I suppose I'll experiment and see which is more of a headache to rewrite std with.

andrewrk commented 5 years ago

I just realized that @Hejsil already wrote all this up in the original description back in February.

tgschultz commented 5 years ago

So something I've been asking myself is, why do we even care about the ErrorSet in the context of interfaces?

The function taking an interface for generic purposes can't possibly cover all possible error cases, so would always end up punting on the ones it didn't know about when it was written anyway. Presumably someone up the call stack might care about handling all the possible errors, but they would already have the ErrorSet since they have the implementation, right? They'd just have to cast to it.

So I guess what I'm saying is, what is the real problem if all interfaces were to return anyerror? The only thing I can really think of is that the functions called on the interface may add their own errors to the implementation's set (as InStream.readByte() adds EndOfStream), and there's no way for the caller to know that. That could be solved with multiple returns and comptime fields (see: #208).

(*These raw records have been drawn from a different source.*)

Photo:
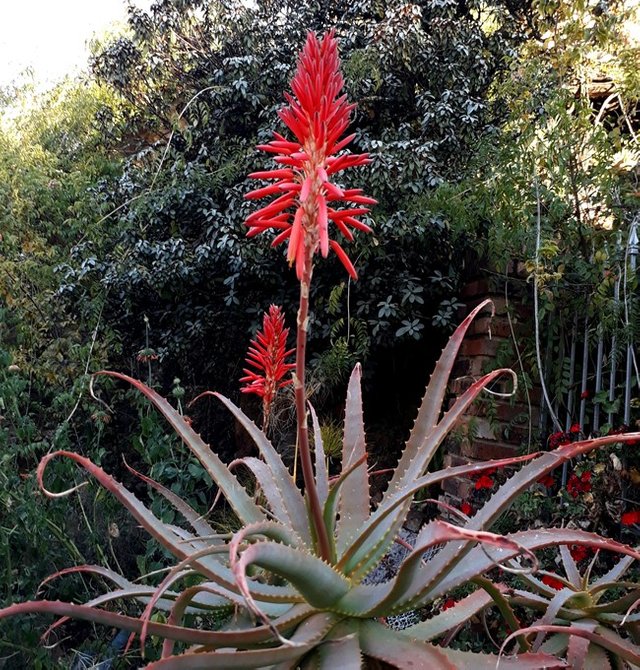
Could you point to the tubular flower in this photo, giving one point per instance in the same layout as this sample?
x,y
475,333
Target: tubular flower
x,y
317,116
268,354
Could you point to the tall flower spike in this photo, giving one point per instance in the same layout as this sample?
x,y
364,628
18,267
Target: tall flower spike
x,y
267,355
317,115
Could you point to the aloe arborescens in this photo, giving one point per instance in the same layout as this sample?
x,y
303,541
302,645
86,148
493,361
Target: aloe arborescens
x,y
299,563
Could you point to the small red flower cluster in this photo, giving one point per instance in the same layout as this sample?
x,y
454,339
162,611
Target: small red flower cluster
x,y
547,481
630,518
268,354
577,485
559,439
579,552
484,480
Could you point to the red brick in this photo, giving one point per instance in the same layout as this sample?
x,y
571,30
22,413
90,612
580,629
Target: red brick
x,y
458,486
486,450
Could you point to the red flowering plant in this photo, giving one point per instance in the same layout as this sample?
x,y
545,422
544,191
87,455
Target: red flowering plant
x,y
268,357
293,583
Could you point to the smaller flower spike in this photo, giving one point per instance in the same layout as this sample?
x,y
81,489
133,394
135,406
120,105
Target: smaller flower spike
x,y
317,116
268,354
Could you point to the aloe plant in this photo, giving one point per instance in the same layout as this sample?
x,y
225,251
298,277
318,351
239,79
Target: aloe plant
x,y
322,613
590,620
292,581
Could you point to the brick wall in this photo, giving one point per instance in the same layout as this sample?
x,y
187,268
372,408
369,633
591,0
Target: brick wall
x,y
493,427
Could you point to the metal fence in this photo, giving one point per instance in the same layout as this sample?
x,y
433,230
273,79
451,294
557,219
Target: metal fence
x,y
598,384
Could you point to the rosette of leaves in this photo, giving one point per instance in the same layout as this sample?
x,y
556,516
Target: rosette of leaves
x,y
589,620
312,612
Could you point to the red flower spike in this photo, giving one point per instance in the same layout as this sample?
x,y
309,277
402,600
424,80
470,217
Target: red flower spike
x,y
630,518
579,552
484,482
317,115
267,354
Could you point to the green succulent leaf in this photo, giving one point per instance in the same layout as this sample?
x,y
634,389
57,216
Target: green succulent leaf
x,y
291,496
319,584
415,457
603,637
242,504
454,616
217,639
322,476
308,634
196,521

andrewrk commented 5 years ago

So I guess what I'm saying is, what is the real problem if all interfaces were to return anyerror?

That might be a worthwhile tradeoff, given the downsides of status quo. But to answer your question the real problem is that you can no longer switch on the error, and have the compiler make sure that you handled all the possible errors, even when the code is later changed so that more error codes are possible, and similarly the compiler would no longer detect dead code for handling an impossible error code. To summarize, it makes it more difficult to write code where it's clear that you've handled all the possibilities. You'll probably have to do a @errorCast which incurs safety-checked undefined behavior - a clear step down from compile-error protection.

Hejsil commented 5 years ago

Another option. Have interfaces with custom errors have a castToErrorSuperSet function, which @bitCast the struct into a new interface, whose interface is a superset of the original.

const E = error{A, B};
const stream = &OutStream(E).stream;

// Validates that the errorset passed in is a superset.
const stream2 = stream.castToErrorSuperSet(error{A,B,C});
tgschultz commented 5 years ago

I think with the interface pattern I'm trying right now this won't be a big deal. Most code will want to take the comptime interface (retrieved as my_stream.inStreamInterface()) as var which will come with full ErrorSet information and inference. If the stream needs to be taken and/or stored as an abstract (type-erased, runtime) interface (retrieved as my_stream.inStream()), then everything will be anyerror because there really isn't any alternative, and you have the option of also taking the ErrorSet as a parameter.

andrewrk commented 1 year ago

I think this can be considered solved by #17344. Any further discussion is welcome.